Reconhecimento formal dos Territórios Juruna da Muratá e Pacajaí
A oitava reivindicação busca o reconhecimento oficial de dois territórios Juruna ainda não demarcados: a região de Muratá e o Território Pacajaí.
As duas áreas têm histórico de ocupação tradicional, vêm sendo ameaçadas pela especulação imobiliária, pelos interesses minerários da Belo Sun e por outros empreendimentos na região, segundo os manifestantes.
Para os indígenas, o reconhecimento formal desses dois territórios garante proteção legal contra invasões e fortalece a posição dos Juruna em processos de licenciamento ambiental, permitindo que essas comunidades façam valer direitos à consulta prévia e ao consentimento livre e informado.

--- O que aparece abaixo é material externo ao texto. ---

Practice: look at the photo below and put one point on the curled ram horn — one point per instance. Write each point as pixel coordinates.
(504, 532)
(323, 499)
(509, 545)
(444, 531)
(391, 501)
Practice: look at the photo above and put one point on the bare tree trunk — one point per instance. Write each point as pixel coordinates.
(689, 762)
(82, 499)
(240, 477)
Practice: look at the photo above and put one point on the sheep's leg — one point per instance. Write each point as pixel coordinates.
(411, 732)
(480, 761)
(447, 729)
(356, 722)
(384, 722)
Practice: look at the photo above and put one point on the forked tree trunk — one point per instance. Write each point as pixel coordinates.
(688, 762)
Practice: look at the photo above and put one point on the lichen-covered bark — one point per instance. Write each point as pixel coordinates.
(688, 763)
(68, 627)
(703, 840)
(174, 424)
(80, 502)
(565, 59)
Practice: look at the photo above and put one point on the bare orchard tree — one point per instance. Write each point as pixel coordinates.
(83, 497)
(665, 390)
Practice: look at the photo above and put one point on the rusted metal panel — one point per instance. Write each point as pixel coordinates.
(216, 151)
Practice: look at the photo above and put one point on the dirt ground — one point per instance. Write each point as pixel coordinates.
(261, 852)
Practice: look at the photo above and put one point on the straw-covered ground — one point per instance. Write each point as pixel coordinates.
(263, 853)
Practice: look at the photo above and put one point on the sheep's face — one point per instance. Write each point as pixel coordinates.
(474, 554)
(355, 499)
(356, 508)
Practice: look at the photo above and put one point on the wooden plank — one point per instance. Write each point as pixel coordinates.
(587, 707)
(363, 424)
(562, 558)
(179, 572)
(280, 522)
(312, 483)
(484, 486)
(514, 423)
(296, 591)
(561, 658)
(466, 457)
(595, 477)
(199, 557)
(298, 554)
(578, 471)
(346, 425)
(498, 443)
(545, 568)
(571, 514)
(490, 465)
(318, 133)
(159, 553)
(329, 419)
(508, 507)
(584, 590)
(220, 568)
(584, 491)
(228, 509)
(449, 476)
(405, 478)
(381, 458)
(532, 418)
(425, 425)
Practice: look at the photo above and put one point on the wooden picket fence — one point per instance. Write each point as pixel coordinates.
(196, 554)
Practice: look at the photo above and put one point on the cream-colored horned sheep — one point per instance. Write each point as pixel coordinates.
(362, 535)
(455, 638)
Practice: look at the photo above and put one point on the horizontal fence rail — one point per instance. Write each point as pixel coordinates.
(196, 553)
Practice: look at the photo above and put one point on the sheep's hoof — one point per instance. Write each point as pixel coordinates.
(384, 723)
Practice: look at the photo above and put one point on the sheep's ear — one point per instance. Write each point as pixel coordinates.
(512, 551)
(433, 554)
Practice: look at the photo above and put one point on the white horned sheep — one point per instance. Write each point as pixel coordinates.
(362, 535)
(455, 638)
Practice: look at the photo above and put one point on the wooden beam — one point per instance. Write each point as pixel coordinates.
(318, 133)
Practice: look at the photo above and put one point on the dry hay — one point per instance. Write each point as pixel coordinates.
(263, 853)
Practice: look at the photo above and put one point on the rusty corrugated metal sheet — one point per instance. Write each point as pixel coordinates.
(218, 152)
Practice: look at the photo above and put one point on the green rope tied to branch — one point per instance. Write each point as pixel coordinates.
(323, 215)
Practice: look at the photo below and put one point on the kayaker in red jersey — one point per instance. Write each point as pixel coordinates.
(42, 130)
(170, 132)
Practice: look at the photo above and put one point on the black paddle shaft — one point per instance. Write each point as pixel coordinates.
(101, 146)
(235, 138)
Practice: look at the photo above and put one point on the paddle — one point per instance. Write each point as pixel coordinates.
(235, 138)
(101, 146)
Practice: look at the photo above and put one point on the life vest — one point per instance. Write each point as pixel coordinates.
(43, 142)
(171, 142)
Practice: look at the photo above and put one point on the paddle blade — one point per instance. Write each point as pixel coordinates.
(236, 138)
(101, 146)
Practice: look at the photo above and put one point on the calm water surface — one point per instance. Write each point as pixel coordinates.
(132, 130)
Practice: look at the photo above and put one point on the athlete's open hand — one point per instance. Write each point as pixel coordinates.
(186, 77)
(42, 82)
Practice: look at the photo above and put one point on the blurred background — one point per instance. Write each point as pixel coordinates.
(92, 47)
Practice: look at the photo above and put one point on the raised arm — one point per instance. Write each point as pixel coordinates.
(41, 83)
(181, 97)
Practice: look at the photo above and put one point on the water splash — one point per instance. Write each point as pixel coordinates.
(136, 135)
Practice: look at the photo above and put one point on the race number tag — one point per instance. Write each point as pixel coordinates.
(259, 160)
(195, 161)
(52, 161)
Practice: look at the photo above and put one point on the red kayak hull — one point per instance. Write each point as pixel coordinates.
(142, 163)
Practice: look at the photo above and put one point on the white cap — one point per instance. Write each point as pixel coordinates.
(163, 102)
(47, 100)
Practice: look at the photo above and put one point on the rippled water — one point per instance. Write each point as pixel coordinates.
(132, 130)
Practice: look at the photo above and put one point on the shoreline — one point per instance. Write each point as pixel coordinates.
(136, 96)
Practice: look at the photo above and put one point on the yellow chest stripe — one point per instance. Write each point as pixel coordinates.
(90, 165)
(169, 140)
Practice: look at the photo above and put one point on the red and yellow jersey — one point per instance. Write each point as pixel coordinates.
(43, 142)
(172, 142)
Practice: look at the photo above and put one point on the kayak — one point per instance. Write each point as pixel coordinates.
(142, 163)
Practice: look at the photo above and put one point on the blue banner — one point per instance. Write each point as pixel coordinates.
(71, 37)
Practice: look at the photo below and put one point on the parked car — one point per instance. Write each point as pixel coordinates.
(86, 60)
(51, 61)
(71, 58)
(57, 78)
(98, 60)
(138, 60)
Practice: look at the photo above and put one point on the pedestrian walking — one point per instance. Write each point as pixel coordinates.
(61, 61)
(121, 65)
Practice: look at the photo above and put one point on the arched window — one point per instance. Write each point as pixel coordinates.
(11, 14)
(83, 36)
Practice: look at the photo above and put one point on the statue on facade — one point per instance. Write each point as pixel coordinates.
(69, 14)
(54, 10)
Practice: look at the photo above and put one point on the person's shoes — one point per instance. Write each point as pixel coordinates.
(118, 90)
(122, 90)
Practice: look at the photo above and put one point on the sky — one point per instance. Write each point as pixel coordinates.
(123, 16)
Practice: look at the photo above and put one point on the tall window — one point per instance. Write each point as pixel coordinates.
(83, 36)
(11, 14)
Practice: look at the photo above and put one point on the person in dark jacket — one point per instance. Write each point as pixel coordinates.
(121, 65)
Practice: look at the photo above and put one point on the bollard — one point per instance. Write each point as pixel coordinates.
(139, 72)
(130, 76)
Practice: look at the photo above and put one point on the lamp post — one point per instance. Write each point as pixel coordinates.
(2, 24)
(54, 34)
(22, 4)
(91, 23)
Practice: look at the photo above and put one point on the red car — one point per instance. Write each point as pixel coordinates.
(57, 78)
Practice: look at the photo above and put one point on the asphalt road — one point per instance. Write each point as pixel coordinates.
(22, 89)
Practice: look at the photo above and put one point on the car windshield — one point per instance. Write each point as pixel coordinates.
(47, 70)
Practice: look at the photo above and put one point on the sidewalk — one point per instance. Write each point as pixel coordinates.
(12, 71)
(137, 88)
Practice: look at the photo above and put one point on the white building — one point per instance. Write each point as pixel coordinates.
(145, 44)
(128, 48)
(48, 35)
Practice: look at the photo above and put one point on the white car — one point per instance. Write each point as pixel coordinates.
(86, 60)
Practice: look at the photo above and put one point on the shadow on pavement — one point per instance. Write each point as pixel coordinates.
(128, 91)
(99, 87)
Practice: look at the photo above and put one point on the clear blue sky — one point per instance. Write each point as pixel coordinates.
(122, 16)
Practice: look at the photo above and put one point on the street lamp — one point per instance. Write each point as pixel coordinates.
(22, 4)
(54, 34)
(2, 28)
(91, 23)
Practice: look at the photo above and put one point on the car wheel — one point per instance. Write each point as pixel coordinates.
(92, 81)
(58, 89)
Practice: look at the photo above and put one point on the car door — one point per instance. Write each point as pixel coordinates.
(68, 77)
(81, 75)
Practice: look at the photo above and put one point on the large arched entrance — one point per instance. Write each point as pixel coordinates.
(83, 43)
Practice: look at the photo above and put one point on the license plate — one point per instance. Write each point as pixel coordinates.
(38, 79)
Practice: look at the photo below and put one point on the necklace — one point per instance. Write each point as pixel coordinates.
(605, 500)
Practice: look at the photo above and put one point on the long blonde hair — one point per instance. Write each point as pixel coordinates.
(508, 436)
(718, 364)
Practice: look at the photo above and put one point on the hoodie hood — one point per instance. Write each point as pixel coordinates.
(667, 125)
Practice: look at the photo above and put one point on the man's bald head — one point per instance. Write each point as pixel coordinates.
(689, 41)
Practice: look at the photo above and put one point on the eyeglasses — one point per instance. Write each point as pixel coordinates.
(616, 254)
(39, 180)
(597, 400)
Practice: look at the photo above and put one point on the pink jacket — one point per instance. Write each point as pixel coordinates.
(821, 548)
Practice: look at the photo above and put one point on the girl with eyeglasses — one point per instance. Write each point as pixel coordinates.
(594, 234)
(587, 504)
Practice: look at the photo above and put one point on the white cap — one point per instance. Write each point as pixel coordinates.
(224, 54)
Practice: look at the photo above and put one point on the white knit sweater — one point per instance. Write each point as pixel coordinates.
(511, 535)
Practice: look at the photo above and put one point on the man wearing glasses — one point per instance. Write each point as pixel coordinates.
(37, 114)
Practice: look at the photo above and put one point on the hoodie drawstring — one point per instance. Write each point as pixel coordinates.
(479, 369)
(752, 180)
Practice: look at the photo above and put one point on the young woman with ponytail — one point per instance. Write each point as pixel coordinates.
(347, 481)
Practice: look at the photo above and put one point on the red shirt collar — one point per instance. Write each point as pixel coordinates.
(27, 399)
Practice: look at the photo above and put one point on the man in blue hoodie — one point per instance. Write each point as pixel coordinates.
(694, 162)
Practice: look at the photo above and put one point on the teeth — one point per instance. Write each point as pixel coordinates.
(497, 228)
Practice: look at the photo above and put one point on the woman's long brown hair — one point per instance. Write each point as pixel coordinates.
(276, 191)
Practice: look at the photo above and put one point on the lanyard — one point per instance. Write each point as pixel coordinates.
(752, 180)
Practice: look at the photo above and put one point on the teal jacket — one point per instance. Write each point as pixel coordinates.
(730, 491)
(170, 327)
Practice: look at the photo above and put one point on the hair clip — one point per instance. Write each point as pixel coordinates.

Mudança da coordenação da Funai em Altamira
A nona demanda pede a substituição da liderança da coordenação regional da Funai em Altamira. Os povos indígenas argumentam que "a administração atual não tem sido suficientemente responsiva às demandas de proteção territorial e defesa dos direitos indígenas na região".
Os indígenas dizem que estão insatisfeitos com a atuação institucional e a demanda por uma gestão mais alinhada aos interesses e necessidades das comunidades indígenas locais.
Política territorial coordenada para a Volta Grande do Xingu
Embora citada implicitamente nas reivindicações anteriores, a décima demanda é a criação de uma política territorial coordenada e integrada para a Volta Grande do Xingu.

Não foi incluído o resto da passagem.